In the beginning, he’d operated all eight of them separately, sending the clients of one into the disguised folds of another any time they complained about his steadily rising prices. They’d get hooked in again—“Special offer! Just for you my prices go so low!”—and find their invoices once again mysteriously padded, just a little bit, just enough to be uncomfortable. Later, as it became clear that women were willing to pay twenty, twenty-five, thirty dollars for a tube of lipstick, that sort of subterfuge became unnecessary, and there was no end to the number of hotel chains that wanted to brand their shampoos and makeup artists ready to launch their own lines.

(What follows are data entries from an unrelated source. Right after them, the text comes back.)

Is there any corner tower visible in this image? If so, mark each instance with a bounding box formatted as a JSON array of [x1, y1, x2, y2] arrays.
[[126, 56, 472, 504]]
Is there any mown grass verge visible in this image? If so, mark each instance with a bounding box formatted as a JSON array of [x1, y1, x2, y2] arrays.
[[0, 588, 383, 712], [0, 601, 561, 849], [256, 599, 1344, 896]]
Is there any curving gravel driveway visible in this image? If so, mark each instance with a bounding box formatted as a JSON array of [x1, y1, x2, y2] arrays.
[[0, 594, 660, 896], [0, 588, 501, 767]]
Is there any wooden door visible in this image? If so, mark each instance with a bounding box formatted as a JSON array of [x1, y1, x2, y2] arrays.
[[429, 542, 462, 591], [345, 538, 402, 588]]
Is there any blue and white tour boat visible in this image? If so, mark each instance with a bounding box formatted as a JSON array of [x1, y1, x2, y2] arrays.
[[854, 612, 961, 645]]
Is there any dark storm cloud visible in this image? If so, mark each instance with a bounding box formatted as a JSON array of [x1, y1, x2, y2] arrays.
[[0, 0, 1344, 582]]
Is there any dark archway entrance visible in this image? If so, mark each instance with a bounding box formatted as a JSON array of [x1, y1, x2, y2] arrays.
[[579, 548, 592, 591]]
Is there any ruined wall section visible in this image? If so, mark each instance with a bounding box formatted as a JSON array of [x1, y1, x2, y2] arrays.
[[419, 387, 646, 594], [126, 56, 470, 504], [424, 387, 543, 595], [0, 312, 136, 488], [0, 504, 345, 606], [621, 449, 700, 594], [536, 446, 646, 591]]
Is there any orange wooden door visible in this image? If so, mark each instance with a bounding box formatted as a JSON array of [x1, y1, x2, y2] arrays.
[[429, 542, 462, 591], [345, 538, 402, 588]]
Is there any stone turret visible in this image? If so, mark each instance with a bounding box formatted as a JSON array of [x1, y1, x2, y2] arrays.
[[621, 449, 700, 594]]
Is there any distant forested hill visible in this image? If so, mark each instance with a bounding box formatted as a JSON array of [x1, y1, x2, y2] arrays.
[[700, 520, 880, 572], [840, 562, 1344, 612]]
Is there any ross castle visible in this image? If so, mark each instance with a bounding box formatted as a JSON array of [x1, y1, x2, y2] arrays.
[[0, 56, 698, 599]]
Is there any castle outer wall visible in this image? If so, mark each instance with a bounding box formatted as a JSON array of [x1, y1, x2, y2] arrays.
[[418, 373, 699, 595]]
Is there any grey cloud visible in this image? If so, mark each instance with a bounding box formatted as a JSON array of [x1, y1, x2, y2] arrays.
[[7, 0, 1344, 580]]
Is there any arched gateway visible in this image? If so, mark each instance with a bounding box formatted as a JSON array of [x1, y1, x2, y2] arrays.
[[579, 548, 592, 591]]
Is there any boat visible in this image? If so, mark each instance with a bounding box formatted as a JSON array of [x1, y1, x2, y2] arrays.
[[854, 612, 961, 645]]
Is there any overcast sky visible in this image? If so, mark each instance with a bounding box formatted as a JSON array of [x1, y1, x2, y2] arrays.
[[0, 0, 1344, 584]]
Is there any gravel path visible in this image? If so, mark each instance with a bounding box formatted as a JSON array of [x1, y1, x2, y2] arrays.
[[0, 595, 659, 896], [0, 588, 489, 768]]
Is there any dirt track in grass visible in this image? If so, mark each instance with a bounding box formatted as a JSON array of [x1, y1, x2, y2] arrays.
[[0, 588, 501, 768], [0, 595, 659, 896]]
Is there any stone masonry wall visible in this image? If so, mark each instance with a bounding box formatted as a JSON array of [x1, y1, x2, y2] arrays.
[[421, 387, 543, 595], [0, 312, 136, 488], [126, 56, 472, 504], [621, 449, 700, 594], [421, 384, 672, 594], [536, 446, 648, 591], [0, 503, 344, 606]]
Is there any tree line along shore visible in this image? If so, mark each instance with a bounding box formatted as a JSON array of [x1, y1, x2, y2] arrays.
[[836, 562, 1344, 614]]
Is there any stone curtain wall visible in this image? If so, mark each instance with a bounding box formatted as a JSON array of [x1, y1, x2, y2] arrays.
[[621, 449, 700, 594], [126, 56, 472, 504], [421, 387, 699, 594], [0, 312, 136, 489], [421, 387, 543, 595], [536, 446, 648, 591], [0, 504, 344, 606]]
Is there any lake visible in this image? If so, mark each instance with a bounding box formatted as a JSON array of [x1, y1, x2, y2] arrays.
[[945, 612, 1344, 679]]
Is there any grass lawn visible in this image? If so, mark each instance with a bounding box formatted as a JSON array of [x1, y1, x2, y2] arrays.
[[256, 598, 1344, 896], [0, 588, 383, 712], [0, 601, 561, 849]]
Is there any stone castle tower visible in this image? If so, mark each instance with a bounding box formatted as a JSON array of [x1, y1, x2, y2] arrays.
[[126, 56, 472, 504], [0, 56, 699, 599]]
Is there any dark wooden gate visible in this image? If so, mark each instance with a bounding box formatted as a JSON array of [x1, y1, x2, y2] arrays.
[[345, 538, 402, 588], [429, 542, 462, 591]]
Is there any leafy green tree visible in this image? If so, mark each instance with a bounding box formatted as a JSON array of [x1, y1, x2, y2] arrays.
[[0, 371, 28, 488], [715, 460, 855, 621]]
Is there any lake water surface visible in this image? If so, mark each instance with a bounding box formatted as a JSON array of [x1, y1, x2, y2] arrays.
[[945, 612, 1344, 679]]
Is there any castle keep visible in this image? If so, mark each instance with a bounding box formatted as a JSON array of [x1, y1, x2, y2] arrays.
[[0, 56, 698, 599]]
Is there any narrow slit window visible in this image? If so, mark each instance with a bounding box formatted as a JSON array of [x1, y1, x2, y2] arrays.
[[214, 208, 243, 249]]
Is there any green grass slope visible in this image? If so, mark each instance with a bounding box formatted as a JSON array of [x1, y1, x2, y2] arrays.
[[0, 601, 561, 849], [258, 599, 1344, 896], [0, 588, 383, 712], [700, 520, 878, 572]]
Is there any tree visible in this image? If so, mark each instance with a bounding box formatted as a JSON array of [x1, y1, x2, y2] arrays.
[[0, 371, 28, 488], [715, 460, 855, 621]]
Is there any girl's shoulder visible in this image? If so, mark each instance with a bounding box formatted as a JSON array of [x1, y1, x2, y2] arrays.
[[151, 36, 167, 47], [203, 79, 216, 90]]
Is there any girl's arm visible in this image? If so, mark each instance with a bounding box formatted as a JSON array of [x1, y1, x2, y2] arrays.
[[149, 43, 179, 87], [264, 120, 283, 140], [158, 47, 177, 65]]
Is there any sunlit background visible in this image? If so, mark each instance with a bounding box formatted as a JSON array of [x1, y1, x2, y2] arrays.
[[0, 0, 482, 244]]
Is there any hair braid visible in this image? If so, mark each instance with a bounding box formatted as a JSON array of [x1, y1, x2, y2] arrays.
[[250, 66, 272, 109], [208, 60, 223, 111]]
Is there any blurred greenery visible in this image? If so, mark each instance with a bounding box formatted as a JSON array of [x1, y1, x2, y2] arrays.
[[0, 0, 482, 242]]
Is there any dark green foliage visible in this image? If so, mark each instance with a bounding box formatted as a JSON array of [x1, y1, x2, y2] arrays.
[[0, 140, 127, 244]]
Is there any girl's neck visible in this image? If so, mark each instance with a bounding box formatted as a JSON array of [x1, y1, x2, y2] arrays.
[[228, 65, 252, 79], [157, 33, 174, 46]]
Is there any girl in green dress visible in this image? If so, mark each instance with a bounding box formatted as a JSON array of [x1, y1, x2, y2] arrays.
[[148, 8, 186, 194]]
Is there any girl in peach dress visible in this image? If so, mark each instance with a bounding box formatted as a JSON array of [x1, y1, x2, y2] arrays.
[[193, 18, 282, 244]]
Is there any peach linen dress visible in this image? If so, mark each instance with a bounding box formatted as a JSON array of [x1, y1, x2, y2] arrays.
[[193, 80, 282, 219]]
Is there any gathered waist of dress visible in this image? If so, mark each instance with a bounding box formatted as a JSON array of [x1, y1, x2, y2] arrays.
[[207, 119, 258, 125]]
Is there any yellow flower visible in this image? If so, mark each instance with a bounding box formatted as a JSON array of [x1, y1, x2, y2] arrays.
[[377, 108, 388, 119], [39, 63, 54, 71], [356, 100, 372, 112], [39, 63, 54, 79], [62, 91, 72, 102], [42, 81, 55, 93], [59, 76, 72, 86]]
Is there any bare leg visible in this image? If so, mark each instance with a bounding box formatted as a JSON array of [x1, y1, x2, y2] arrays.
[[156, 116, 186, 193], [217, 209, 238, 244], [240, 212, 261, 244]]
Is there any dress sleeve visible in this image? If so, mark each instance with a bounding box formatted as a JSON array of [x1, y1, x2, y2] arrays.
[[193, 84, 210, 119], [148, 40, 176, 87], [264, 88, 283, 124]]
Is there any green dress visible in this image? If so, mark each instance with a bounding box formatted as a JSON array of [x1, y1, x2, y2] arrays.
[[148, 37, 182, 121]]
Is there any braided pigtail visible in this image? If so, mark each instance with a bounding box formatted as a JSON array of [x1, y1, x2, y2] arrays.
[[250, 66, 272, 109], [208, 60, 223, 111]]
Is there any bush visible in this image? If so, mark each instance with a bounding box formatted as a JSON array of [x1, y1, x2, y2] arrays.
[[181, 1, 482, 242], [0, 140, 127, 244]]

One of them, a tiny Japanese girl who stared out at the world through anime eyes, came to him with empty pockets and a list of celebrity clients. He’d fronted her the first set of orders for KoKo, a collection of violently hued shadows that came in round white compacts with her face, framed by its perfect bob cut, embossed on the front, the fuchsia and monarch yellow and electric blue powders glaring out through two translucent holes cut through her printed irises. The line was an immediate smash hit, going from runways and editorial layouts straight to department store makeup counters and into the damp suede reaches of a million teenage purses. And Charles, somehow, got credit for being a visionary, a risk taker, an integral part of a new generation of business talents who made their millions on mass customization, on glamorizing the role of the middleman, on merchandising someone else’s talent.
Yes, America had loved him. America was honest enough with him to include chemical piss in a list of pretty ingredients; America saw that the beautiful was made up of the grotesque.
Makeup was American, and Charles understood makeup. It was artifice, and it was honesty. It was science and it was psychology and it was fashion; but more than that, it was about feeling wealthy. Not money—wealth. The endless possibility of it and the cozy sureness of it. The brilliant Aegean blues and slick wet reds and luscious blacks, the weighty packaging, with its satisfying smooth hinges and sound closures.